Hiroko smiled. “Well, tell me the truth. Have you two gone further than kisses?”
“Why?” asked Masters, amused. “Would you like us to?”
“You didn’t answer. You’re evading the question.”
“You first. Would you want us to?”
“No, I wouldn’t want mother to have an affair with you.”
“Why not?”
“It’s your turn to answer. How about it?”
“We have not gone further than the kiss or two we spoke of.”
“Do you intend to?”
“My God, you’re a nosy person. It’s none of your business. But let’s get back to my question. Why wouldn’t you like us to have an affair.”
As soon as he asked it, Masters knew she had been leading him along, and he wished he could recall the question.
“Perhaps I’d like to have an affair with you myself,” she replied, calmly.
He did not make the mistake of laughing. “No dice, Hiroko. You’re playing with words, like some people play with explosives to learn how far they can go before it blows up.”
“Why not. Am I not beautiful? Wouldn’t you like to have a woman like me?”
“Nope.”
“I don’t believe you. I bet you’d like to touch me right now.”
“Sure I would. I’d like to wring your neck. I told you to lay off. If you have hot pants, then find a nice young fellow.”
“I’ve found nice, young fellows. They don’t impress me.”
“Then find an old one. But don’t con me.”
She pulled the car to the curb and stopped. The street was in darkness. She turned to face him. “Keith, don’t speak to me with an old man to young girl attitude. First, you aren’t an old man. Second, I’m a big girl where it matters, and you know it. You haven’t stopped looking at me since we met. A man likes to make love to a woman, especially good looking ones. Please be serious. Why won’t you make love to me if I ask?”
He knew he had to answer it carefully. If he screwed this one, he would have to leave Japan at once. It would be the end of his highfalutin ideas about atonement, the friendship he felt for Kimiko, the first enjoyment he had had in so many years. “Not every man wants to sleep with every beautiful woman he sees,” he said. “When you’re young and have hot pants, that’s another matter. You tussle around in bed, and when it’s over, you have a good laugh, go out for a drink, then go home feeling like you met a good friend. Later on in life, you learn that complications set in if you try to act like a kid.” He stopped short because he realized he had made a mistake.
Hiroko knew it, too. “I dare you to take me to a hotel right now and let me get undressed. I bet you’d eat your words.”
“For Christ’s sake,” snorted Masters. “What’s all the talk about? If you want to get laid, find somebody who’s in the mood and do it. Leave me out of it. Now, get the car on the road.”
For a moment he thought she was going to open her blouse and expose herself and all his brave talk. Perhaps she had enough sense to know that the car was too small. Anyhow, she started the motor and drove off.
“You’re bluffing,” she said. “I’m taking you to a hotel to find out. If after I get undressed, you tell me to get out, I’ll do so and never bother you again.”
“Like hell you will. Drive me to my hotel or I’ll take a goddamn taxi.”
“Afraid?” she hissed.
“Not of you running bare assed around a room, but I am of complications and you are a headache if ever I saw one. Now shut up and take me to my hotel.”

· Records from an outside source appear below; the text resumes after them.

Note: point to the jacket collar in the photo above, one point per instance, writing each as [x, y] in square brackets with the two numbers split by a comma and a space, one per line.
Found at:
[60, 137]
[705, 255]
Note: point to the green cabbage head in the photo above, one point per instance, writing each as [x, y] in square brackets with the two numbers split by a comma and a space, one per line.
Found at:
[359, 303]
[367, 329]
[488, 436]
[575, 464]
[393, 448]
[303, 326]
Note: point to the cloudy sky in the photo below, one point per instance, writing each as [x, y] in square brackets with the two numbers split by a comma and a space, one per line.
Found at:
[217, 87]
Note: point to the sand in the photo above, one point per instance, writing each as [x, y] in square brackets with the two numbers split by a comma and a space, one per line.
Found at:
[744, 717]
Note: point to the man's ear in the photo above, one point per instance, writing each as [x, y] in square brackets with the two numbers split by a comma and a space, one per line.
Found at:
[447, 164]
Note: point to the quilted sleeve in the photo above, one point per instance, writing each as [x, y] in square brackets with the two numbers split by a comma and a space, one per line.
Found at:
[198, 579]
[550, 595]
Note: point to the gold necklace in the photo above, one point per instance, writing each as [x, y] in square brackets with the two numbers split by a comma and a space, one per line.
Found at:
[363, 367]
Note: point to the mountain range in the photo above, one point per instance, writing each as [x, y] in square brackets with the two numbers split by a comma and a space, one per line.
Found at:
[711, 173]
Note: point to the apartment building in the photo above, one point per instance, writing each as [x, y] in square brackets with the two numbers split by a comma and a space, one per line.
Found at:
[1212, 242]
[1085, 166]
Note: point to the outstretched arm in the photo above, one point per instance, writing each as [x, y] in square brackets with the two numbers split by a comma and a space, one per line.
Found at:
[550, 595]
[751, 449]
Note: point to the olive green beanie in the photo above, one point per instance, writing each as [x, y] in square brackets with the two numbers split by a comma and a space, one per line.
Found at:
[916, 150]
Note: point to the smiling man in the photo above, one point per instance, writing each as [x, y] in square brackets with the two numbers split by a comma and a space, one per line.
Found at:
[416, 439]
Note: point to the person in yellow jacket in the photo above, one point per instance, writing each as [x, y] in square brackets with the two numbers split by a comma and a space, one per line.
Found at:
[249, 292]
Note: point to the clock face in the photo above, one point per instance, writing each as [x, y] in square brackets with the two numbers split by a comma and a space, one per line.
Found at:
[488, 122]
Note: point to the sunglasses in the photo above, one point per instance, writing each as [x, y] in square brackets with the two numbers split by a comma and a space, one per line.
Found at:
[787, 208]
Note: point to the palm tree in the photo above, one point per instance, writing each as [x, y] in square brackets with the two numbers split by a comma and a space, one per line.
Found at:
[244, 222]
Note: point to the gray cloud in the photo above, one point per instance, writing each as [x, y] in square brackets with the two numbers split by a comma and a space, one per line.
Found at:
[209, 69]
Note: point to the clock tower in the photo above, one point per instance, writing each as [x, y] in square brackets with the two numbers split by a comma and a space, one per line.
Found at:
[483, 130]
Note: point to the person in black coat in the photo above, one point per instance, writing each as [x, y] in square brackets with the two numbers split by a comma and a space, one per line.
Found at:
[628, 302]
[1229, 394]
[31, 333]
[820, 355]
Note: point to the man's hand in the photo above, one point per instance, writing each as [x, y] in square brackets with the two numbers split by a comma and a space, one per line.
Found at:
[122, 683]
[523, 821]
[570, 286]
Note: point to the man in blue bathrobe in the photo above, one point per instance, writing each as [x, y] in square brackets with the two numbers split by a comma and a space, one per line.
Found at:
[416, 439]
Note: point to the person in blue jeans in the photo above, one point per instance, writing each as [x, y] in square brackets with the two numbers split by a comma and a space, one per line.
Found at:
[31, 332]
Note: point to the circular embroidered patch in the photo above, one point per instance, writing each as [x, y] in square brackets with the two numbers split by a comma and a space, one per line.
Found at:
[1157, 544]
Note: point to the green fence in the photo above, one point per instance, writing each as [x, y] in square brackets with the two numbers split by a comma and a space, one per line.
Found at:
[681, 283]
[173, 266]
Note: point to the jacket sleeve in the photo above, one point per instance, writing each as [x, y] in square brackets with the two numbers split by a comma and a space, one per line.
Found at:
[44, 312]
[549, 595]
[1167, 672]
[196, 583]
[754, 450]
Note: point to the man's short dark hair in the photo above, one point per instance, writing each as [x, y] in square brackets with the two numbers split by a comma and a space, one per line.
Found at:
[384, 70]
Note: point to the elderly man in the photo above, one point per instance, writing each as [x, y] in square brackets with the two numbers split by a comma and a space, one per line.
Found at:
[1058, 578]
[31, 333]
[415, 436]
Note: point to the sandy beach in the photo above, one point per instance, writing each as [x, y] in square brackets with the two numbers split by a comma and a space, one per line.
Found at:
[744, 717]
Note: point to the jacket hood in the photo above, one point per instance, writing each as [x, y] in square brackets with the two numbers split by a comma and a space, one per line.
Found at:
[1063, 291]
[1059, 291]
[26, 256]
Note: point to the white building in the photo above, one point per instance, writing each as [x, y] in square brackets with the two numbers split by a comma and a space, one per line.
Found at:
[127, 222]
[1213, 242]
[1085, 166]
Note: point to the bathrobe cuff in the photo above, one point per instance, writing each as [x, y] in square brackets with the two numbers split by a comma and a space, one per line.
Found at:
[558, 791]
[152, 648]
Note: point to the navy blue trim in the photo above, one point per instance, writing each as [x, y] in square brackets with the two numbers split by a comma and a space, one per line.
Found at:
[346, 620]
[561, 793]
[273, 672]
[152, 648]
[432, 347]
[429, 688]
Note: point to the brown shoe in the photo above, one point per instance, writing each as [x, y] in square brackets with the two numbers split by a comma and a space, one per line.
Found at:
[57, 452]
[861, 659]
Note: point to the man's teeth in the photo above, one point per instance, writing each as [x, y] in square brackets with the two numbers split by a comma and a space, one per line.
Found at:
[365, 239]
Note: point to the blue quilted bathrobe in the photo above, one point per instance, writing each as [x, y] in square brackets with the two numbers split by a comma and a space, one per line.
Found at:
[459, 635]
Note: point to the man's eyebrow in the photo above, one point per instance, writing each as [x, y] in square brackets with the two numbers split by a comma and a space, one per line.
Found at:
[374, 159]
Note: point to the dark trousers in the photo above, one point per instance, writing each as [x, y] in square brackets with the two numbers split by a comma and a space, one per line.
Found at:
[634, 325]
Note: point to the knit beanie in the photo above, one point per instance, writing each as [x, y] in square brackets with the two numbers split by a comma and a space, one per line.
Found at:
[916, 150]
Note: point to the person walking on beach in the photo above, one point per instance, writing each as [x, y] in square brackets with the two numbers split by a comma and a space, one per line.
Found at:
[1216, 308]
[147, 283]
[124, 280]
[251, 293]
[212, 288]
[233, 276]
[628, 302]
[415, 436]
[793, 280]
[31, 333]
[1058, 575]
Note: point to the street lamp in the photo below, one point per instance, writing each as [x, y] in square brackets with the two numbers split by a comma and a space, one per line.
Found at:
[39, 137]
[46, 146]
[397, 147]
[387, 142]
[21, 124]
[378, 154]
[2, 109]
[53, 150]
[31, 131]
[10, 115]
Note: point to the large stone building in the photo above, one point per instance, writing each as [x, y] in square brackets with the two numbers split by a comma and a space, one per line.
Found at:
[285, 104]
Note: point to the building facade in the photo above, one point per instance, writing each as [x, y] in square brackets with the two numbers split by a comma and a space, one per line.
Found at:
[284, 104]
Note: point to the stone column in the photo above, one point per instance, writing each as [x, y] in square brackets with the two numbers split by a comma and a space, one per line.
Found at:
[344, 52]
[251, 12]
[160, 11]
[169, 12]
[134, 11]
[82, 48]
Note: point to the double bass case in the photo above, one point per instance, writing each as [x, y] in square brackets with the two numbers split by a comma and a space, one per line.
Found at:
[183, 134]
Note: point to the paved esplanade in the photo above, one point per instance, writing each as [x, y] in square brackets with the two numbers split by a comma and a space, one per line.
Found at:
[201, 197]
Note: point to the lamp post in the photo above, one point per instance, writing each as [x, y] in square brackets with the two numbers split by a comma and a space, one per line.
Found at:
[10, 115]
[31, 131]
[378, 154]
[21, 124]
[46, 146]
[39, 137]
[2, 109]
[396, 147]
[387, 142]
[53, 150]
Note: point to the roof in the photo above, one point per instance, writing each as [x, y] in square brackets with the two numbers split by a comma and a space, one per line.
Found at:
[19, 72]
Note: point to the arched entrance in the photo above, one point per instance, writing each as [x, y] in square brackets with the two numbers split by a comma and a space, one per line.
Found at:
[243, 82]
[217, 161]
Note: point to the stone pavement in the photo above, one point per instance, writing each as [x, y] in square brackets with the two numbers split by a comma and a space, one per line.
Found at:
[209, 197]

When the car pulled up, he got out quickly. “Keith,” she called. He bent down to the window, drawing in his breath at her beauty. “I’ll bet that one day you will make love to me. And for the rest of your life, you’ll never forget it.”
Then she slipped the car into gear and sped off.
He stood for a moment at the curb, watching the taillights fade, wondering if the fire in his loins would allow him to get to sleep that night.